1 Introduction
Data are everywhere and becoming more and more important. Here I am going to describe a solid way to access, analyze, visualize and use official data statistics coming from Eurostat’s database, the official data provider of the European Commission.
1.1 Eurostat database
Eurostat is here: https://ec.europa.eu/eurostat
Basically this website provides two things: - Access to database tables and datasets - Reports from Eurostat’s staff about the data
Data and data reports are two different things. Although reading the reports is important, the main topic of this book is to provide ways to “read the data” in “our way”. Nothing tricky or weird about this, just how to read the data and perform tasks like: - Search - Filter - Link and/or join - Visualize the data in a meangifull way towards an analytical target.
Why do we need to do this? Some reasons:
- Reports are limited in scope, for example Eurostat’s staff never comment about the data (newtrality principle)

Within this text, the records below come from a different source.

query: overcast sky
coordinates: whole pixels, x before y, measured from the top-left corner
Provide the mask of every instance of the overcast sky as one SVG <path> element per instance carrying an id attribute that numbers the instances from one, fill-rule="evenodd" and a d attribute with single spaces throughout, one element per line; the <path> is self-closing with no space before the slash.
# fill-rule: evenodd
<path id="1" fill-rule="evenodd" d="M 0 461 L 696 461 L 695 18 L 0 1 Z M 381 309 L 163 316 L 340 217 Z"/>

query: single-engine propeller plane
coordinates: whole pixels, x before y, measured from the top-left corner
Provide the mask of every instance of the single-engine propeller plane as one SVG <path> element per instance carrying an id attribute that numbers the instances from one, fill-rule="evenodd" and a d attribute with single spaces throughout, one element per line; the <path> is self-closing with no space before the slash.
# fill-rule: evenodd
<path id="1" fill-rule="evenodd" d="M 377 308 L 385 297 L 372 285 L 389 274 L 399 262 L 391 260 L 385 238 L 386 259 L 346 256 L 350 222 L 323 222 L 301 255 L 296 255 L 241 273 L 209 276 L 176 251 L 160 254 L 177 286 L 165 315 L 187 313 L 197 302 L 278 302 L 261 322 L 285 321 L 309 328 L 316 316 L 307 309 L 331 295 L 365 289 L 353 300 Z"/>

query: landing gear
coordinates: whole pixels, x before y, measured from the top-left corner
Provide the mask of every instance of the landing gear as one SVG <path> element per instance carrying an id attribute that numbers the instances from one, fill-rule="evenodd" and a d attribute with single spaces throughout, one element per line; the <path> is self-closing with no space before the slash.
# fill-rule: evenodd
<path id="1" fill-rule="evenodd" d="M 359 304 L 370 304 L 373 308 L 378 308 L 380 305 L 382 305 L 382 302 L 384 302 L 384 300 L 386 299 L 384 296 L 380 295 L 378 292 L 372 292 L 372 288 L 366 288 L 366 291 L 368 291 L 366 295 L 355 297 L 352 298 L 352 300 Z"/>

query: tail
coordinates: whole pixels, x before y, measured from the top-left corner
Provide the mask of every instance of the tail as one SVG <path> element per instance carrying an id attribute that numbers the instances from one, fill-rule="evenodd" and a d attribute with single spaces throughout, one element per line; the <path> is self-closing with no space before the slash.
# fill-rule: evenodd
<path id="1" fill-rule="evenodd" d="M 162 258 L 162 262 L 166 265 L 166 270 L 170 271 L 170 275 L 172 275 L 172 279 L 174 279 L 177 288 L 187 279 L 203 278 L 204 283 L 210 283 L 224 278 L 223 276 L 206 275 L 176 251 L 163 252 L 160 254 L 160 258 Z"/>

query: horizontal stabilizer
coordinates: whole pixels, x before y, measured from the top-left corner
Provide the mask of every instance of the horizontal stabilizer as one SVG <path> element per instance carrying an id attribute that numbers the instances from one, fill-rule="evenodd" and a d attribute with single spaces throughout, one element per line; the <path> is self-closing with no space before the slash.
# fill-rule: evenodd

- Research reasons, we need a specific dataset to work on a scientific question, program, or just for quriosity,
- Media communication and fake news fight, unfortunately we live in a world with huge misinformation and official data statistics might clarify a lot of misinformation if properly presented.
1.3 R and tidyverse
R is statistical language and an enviroment for statistial computing. This is not a book about R per se, altougth it contains a lot of R related staff. Specifically makes heavily use of the tidyverse package a modern way to deal with data.
R can be downloaded from here R-project. For efficient writting of R programs and scripts the Rstudio IDE is highly reccomended.